Overpopulation is not just bad for the honeybees themselves, but also for wild pollinators such as bumblebees, moths, butterflies and other insects. Honeybees are extremely efficient and wide-ranging foragers – they’re not picky about where they get their nectar. So when the population is too dense, you see declines in wild insect populations. It’s a careful balance to strike.
One way to improve life for all pollinators is to focus on planting the right things in the right places. This has become the main focus of Bermondsey Street Bees’ consultancy work with corporate clients and councils. The first enquiry is often about putting hives on a roof, or in a local park. But Dale is quick to divert the conversation to planting for pollinators instead. Dale has worked on large-scale projects with Southwark Council transforming neglected strips of green space into habitats that serve pollinators. He secured funding to improve the planting of St Mary Magdalen Churchyard at the bottom of Bermondsey Street, as well as to create a drought-tolerant garden in Guy Street Park, following the advice in his wife Sarah Wyndham Lewis’s book “Planting For Honeybees”.

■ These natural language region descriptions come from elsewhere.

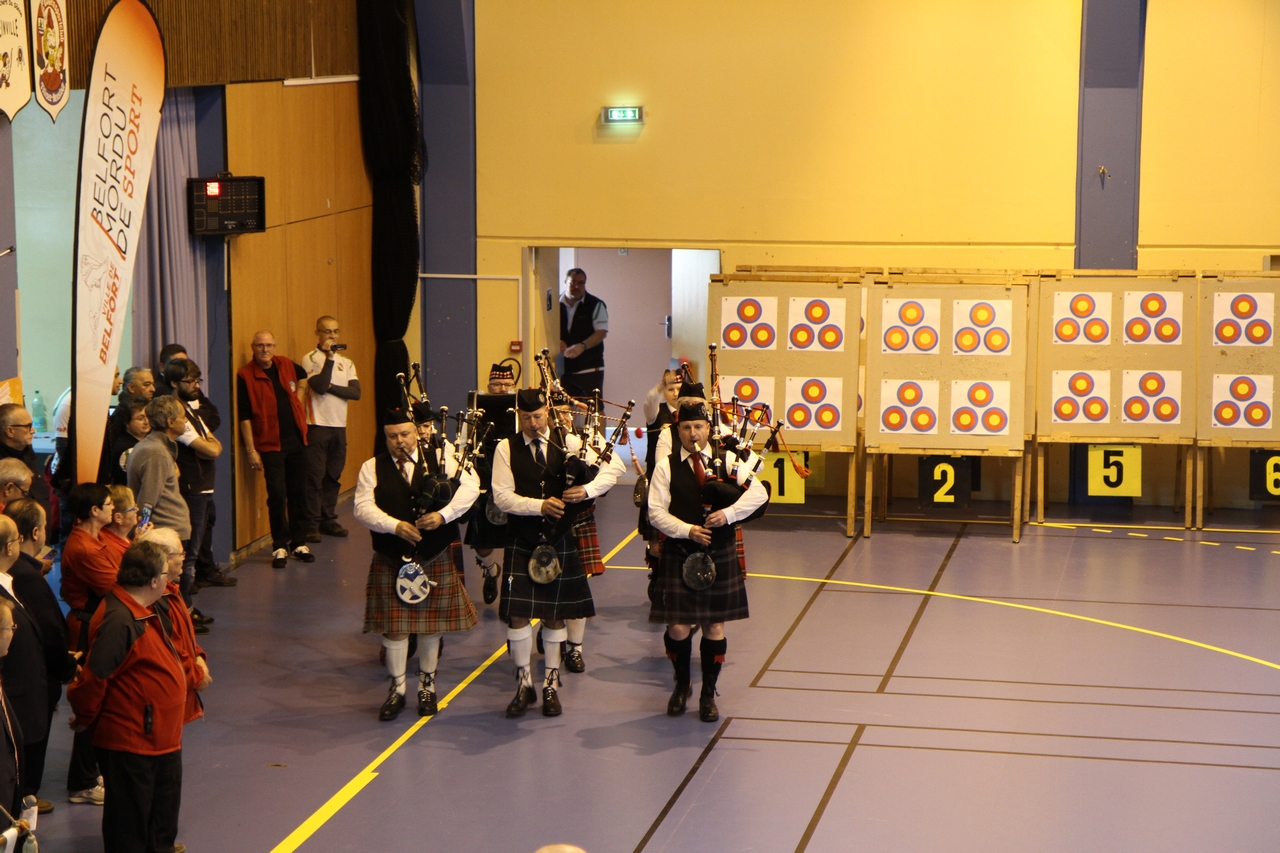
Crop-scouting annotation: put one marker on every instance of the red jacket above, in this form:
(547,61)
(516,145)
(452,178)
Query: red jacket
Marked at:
(132,689)
(90,566)
(261,393)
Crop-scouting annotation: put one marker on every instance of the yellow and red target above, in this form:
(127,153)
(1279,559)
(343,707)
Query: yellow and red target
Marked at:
(894,419)
(735,334)
(1257,414)
(1137,407)
(749,311)
(827,416)
(968,340)
(923,419)
(896,338)
(964,419)
(746,389)
(1095,409)
(1244,306)
(801,336)
(909,393)
(993,419)
(1137,329)
(813,391)
(982,314)
(1165,410)
(817,311)
(924,338)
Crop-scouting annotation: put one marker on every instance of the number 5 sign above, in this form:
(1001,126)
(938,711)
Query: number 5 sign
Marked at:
(1115,470)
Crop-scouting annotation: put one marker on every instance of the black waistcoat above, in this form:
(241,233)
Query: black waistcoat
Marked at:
(535,483)
(394,497)
(580,329)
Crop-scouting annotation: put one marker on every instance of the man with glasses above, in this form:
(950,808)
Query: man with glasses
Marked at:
(332,383)
(269,393)
(17,432)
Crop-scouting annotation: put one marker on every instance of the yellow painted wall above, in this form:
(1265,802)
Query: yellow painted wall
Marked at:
(1210,135)
(927,132)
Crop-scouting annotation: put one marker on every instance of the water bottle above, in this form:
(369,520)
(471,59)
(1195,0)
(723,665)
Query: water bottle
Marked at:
(39,416)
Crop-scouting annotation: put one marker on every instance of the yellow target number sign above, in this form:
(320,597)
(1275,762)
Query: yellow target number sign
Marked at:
(785,484)
(1115,470)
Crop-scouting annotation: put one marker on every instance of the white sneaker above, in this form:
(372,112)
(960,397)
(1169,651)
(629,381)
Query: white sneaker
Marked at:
(91,796)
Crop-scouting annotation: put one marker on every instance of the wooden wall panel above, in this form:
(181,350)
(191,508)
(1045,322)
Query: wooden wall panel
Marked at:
(210,42)
(350,174)
(309,155)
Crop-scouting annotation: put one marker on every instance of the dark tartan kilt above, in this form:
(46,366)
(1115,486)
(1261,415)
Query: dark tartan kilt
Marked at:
(589,544)
(447,609)
(566,597)
(483,533)
(675,603)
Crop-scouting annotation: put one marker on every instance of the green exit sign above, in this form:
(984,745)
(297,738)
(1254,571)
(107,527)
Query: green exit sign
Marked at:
(622,114)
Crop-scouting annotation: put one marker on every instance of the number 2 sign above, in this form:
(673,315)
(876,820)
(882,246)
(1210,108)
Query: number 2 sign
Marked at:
(1115,470)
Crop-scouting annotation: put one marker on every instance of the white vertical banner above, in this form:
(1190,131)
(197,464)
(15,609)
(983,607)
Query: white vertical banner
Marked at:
(49,60)
(122,115)
(14,58)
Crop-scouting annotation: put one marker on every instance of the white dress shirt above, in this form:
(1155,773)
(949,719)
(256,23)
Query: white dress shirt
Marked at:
(659,497)
(504,482)
(370,515)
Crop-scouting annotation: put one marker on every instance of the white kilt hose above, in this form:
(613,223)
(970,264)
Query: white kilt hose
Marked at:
(447,609)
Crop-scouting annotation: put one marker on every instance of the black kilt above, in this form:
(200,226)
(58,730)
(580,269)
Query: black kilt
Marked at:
(675,603)
(566,597)
(483,533)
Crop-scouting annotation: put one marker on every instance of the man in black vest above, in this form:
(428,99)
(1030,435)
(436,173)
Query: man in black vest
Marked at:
(584,325)
(530,486)
(388,503)
(680,510)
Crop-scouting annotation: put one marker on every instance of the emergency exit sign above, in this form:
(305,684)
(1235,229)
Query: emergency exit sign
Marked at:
(622,114)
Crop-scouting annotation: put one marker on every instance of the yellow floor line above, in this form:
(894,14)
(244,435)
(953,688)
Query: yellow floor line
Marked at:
(344,796)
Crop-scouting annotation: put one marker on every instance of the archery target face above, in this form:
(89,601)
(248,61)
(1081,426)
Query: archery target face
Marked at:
(909,406)
(1242,401)
(1243,319)
(816,324)
(910,327)
(1152,316)
(752,392)
(813,402)
(1080,396)
(749,323)
(1151,397)
(1082,318)
(982,327)
(979,407)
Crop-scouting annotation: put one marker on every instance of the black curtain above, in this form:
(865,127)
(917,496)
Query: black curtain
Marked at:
(396,156)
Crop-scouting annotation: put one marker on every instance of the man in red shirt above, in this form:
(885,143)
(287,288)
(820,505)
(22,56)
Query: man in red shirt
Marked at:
(132,694)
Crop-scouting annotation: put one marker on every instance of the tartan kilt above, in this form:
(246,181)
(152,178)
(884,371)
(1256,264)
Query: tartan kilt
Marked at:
(483,533)
(589,544)
(566,597)
(447,609)
(675,603)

Here on the Peninsula, there’s plenty of forage for the local bees to be getting on with. The three hives produce about double the national average amount of honey each year: in 2022, they made 22kg. The next time you take a stroll through Central Park, take a moment to notice the bees and take in the terroir. They’ll be all abuzz making next year’s vintage.

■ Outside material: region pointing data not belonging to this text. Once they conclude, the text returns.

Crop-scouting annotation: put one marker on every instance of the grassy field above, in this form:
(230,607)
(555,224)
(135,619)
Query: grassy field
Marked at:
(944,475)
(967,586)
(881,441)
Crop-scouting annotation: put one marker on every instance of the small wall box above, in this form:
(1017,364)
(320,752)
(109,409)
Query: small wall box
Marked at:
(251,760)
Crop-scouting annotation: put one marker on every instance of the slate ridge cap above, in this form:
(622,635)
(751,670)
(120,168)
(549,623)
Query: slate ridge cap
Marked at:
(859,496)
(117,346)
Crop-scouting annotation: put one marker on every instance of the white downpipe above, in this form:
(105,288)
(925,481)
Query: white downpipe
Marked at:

terroir: the combination of factors including soil, climate, and sunlight that gives wine grapes their distinctive character
Make a buzz
Planting for pollinators works at any scale, in whatever space you have. That might be a window box, a small garden, or a little patch under a tree on your local street. Here are some tips from Dale on working with what you have.
Plant herbs and shrubs
Only got a window box? Plant it with herbs: rosemary and oregano are especially good for bees, plus your next roast veg will taste incredible. If you’ve got a bit more space, shrubs are excellent – not just for pollinators, but as nesting space and cover for birds too. Herbs and shrubs are low-maintenance, high-reward planting for everyone.
Avoid wildflowers
By all means throw a wildflower seed bomb at your local roundabout if it’s going to make you feel good, says Dale, but wildflowers are hard work. The flowering period is relatively short, so for most of the year you have bare earth. And without annual mowing and close management, your wildflower meadow will be back to grass within two years.
Let the bees roam free
Those cute bee houses that make ‘perfect gifts’? Don’t do it. Firstly, most wild bees are solitary, so they’re not going to think much of your hotel. Then there’s the issue of construction: bee houses are often badly made from the wrong materials, and are rarely the right width or length. There’s no way to clean them effectively. Worst of all, they often create condensation – the one thing that bees really can’t tolerate.
Think like a bee
There are few things more rewarding than watching a bumblebee working its way through the herbs and shrubs you’ve planted. Get up close, look for the little pollen baskets on their back legs. Notice how they make their way from plant to plant, then zoom off on more important business.